The SAU distributed copies of the controversial Little Red Schoolbook, a handbook for schoolchildren written by Danish teachers that was censored in the UK under the Obscene Publications Act. One SAU activist also wrote for the infamous 1971 Schoolkids Oz magazine edition. By 1972 the SAU was under the leadership of Stephen Finch (a pupil at Rutherford Comprehensive School, Marylebone) and Simon Steyne (a 16 year old sixth former at Forest Hill Comprehensive School in south-east London), with Liza Dresner as national spokesperson. The actor Colin Welland met Dresner on the set of David Frost's chat show and subsequently made a donation to the SAU.

In 1972, there was media speculation that the SAU was funded by the Soviet Union and controlled by a hidden network of adult activists. Heath became concerned and authorised an MI5 investigation into the organisation. This failed to find any evidence of manipulation.

== 1972 strikes ==
The SAU organised a school strike on 9 May 1972. More than 1,000 pupils refused to attend school; assembled at Speakers' Corner and marched on County Hall – some sources claim up to 10,000 pupils were involved in the wider strike. Finch was unable to attend, being held in police custody after being arrested the week before. Scores of police officers were allocated to police the strike route. The protests was primarily against corporal punishment and school uniforms though Steyne also spoke of his support for the abolition of head teachers, which he likened to dictators. Some SAU documents stated that it would "smash dictatorship on the head". Home Secretary Reginald Maudling called the strike "the ultimate in absurd demonstration".
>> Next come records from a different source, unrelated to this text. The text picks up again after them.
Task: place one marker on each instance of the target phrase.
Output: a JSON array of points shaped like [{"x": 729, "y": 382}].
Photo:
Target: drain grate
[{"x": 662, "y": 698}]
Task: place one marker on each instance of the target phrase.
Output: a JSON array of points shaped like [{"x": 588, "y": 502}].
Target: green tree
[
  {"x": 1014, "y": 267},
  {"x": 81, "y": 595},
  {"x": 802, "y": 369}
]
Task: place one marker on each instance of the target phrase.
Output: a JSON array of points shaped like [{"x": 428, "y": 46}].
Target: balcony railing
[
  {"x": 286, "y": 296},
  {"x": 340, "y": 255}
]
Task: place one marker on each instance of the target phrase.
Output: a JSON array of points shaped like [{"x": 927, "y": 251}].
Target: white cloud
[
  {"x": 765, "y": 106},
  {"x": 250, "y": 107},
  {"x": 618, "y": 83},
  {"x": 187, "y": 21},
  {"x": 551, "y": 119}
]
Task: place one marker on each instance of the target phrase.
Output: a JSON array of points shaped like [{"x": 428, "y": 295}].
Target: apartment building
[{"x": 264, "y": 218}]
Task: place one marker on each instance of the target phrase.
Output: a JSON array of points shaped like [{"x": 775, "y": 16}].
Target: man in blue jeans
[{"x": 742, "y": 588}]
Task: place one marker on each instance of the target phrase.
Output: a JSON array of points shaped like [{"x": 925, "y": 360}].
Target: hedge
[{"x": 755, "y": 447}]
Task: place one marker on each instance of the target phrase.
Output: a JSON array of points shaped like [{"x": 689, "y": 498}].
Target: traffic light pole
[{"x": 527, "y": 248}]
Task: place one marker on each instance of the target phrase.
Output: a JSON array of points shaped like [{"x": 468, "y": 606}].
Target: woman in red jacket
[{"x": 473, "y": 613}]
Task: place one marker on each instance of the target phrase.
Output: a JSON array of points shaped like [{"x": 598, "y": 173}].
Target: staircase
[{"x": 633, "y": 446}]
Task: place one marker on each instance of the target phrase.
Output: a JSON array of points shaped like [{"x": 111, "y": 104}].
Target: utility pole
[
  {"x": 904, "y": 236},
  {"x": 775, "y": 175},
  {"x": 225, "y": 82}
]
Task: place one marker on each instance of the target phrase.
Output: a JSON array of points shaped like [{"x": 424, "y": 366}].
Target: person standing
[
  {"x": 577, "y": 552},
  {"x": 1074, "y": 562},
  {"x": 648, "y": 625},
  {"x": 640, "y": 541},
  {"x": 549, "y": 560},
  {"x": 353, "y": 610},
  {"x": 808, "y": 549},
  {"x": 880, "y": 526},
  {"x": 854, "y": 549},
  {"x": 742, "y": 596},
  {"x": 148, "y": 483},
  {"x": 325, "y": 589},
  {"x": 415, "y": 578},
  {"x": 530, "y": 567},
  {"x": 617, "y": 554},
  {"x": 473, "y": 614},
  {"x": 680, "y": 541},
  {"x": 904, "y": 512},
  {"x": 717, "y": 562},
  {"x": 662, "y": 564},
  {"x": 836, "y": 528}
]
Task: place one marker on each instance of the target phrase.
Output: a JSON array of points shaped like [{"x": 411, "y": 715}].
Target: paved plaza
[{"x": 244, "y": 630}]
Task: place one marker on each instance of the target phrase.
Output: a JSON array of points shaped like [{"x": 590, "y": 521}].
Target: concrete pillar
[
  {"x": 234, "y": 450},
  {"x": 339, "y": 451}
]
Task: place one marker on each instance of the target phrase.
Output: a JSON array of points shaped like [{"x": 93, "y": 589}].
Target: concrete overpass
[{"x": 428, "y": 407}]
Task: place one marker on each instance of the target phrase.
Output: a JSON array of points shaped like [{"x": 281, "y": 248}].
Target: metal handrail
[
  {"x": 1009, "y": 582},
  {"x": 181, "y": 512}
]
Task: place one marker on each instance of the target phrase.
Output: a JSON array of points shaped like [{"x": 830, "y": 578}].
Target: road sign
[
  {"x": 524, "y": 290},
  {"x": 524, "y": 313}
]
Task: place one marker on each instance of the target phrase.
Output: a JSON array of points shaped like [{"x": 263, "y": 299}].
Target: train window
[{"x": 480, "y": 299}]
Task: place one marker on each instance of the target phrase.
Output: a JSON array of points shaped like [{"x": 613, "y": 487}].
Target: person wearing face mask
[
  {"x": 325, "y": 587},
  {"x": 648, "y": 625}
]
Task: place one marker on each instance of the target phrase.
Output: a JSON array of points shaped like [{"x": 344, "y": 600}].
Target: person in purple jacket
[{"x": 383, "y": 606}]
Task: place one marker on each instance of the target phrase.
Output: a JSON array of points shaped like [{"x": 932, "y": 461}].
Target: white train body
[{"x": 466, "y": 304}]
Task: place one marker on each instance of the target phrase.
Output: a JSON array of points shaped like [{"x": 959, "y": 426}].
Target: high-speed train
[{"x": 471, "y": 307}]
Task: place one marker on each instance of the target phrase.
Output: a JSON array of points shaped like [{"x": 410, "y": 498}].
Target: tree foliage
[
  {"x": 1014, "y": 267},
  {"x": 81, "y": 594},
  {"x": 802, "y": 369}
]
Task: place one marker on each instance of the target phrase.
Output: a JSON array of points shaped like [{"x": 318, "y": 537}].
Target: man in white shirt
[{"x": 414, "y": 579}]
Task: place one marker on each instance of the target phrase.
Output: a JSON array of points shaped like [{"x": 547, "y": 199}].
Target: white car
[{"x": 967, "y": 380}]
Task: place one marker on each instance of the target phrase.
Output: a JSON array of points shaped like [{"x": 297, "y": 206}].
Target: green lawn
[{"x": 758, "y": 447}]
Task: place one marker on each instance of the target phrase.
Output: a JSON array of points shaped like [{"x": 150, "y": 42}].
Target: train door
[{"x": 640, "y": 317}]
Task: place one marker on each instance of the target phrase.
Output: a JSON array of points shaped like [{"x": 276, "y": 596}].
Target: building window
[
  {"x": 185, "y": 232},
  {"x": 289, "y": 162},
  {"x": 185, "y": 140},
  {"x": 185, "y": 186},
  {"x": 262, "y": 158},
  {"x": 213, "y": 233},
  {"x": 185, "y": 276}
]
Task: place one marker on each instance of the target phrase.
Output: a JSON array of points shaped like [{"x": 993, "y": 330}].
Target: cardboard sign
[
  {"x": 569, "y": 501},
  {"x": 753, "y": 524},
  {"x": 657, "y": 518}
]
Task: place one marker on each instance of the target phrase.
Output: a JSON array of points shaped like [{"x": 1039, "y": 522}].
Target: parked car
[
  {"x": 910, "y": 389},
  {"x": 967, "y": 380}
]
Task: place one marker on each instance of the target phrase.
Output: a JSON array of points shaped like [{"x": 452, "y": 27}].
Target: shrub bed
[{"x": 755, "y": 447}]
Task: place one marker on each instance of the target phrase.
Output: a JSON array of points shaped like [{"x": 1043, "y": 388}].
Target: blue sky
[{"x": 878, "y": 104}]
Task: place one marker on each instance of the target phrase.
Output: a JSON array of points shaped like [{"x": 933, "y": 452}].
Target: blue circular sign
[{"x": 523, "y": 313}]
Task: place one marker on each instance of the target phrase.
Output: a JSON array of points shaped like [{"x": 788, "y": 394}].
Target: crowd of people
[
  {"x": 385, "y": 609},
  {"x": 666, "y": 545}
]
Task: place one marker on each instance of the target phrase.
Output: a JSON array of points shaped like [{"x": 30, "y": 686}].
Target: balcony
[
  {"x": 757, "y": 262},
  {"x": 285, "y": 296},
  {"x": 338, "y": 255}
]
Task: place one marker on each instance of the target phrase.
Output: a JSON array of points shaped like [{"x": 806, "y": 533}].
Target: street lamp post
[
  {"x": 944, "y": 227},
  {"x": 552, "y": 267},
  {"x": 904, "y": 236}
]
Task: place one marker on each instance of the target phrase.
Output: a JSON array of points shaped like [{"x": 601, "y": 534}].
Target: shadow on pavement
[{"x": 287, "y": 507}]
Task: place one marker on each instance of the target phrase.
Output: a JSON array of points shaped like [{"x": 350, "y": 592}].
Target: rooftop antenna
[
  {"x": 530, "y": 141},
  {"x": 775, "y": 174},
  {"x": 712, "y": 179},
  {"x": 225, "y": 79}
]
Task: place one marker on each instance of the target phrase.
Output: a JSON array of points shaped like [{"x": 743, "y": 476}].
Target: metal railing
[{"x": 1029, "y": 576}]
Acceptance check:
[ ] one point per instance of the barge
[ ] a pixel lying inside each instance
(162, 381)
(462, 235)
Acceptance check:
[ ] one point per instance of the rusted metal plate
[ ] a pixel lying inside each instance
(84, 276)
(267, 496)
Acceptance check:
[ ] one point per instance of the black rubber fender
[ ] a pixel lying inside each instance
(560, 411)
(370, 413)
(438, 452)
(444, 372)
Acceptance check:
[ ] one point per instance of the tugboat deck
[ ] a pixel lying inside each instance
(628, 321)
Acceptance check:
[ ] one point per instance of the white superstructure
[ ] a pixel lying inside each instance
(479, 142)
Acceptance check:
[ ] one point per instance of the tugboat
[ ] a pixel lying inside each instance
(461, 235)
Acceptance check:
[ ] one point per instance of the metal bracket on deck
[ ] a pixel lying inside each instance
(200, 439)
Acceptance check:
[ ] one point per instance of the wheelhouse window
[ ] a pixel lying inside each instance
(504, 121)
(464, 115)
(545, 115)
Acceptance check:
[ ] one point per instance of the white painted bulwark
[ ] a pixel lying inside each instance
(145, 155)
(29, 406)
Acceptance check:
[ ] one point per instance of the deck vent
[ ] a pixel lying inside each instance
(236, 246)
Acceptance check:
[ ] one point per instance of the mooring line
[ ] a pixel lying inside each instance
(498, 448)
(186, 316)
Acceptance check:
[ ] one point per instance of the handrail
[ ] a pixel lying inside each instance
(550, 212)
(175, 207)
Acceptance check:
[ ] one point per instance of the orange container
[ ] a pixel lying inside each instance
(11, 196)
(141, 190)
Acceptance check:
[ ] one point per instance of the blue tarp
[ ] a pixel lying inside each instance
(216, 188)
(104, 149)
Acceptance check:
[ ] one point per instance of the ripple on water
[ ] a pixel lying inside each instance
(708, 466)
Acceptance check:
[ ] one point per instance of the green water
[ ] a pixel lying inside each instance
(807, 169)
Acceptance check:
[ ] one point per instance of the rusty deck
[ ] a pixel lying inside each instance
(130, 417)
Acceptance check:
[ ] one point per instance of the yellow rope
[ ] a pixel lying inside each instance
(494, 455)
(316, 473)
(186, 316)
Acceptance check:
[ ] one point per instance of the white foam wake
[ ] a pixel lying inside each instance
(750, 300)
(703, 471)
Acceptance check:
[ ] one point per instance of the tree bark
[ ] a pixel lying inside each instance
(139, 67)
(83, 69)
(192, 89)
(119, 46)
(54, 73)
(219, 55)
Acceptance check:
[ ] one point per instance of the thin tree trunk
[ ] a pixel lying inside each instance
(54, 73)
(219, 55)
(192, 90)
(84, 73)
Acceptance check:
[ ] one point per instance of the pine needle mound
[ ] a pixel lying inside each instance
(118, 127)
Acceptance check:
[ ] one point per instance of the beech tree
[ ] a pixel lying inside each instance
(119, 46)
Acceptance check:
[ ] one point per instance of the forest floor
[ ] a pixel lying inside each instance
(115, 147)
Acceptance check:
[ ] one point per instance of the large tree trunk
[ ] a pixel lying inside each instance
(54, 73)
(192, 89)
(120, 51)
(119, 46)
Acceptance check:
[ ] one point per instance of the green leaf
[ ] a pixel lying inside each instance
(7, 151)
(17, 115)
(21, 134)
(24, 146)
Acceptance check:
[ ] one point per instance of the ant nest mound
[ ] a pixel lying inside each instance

A second school strike took place on 17 May where 1,000 pupils, some as young as 11, assembled at Trafalgar Square and once again marched on County Hall. This time, however violence took place along the march and some 24 pupils were arrested, one 14-year-old girl was injured. Margaret Thatcher was Secretary of State for Education at the time and in June refused a proposal to issue official advice to local authorities on how to deal with the SAU. Many SAU members that left school to take part in these protests were punished by being expelled, excluded or with corporal punishment. It was later reported that the protests were subject to disruption. It is alleged that documents were stolen from the SAU offices by a newspaper, that the Inner London Education Authority sent letters to parents to discourage their children from attending the strike and that some head teachers locked pupils in school on strike days.

== Later campaigns and dissolution ==
Around 20 SAU members were given tickets to attend the performance of Alice Cooper's song School's Out on a July 1972 episode of Top of the Pops. This was condemned by media campaigner Mary Whitehouse for exposing millions of children to "violence and anarchy" in a manner that was "utterly irresponsible in a social climate which grows ever more violent". The SAU dissolved in 1974 after the leading members grew up and left school and were not replaced.

Despite its dissolution many of the original SAU and NUSS demands were eventually met, especially around corporal punishment. The Inner London Education Authority banned corporal punishment from 1974. National abolition was adopted as a policy by Labour in 1980 and was achieved in state schools in 1986. The SAU has been described as a significant factor in changing attitudes to corporal punishment in the UK and key to setting abolition on the political agenda. Other SAU aims remain unfulfilled: more than 90% of British secondary school pupils must wear a uniform. Single sex state schools still exist but have fallen in number from 2,500 in the 1960s to just 400 by 2011. Selective state schools were gradually closed from the 1960s in favour of comprehensive schools but received a reprieve from compulsory conversion in the 1980s and as of 2016 164 survive in England.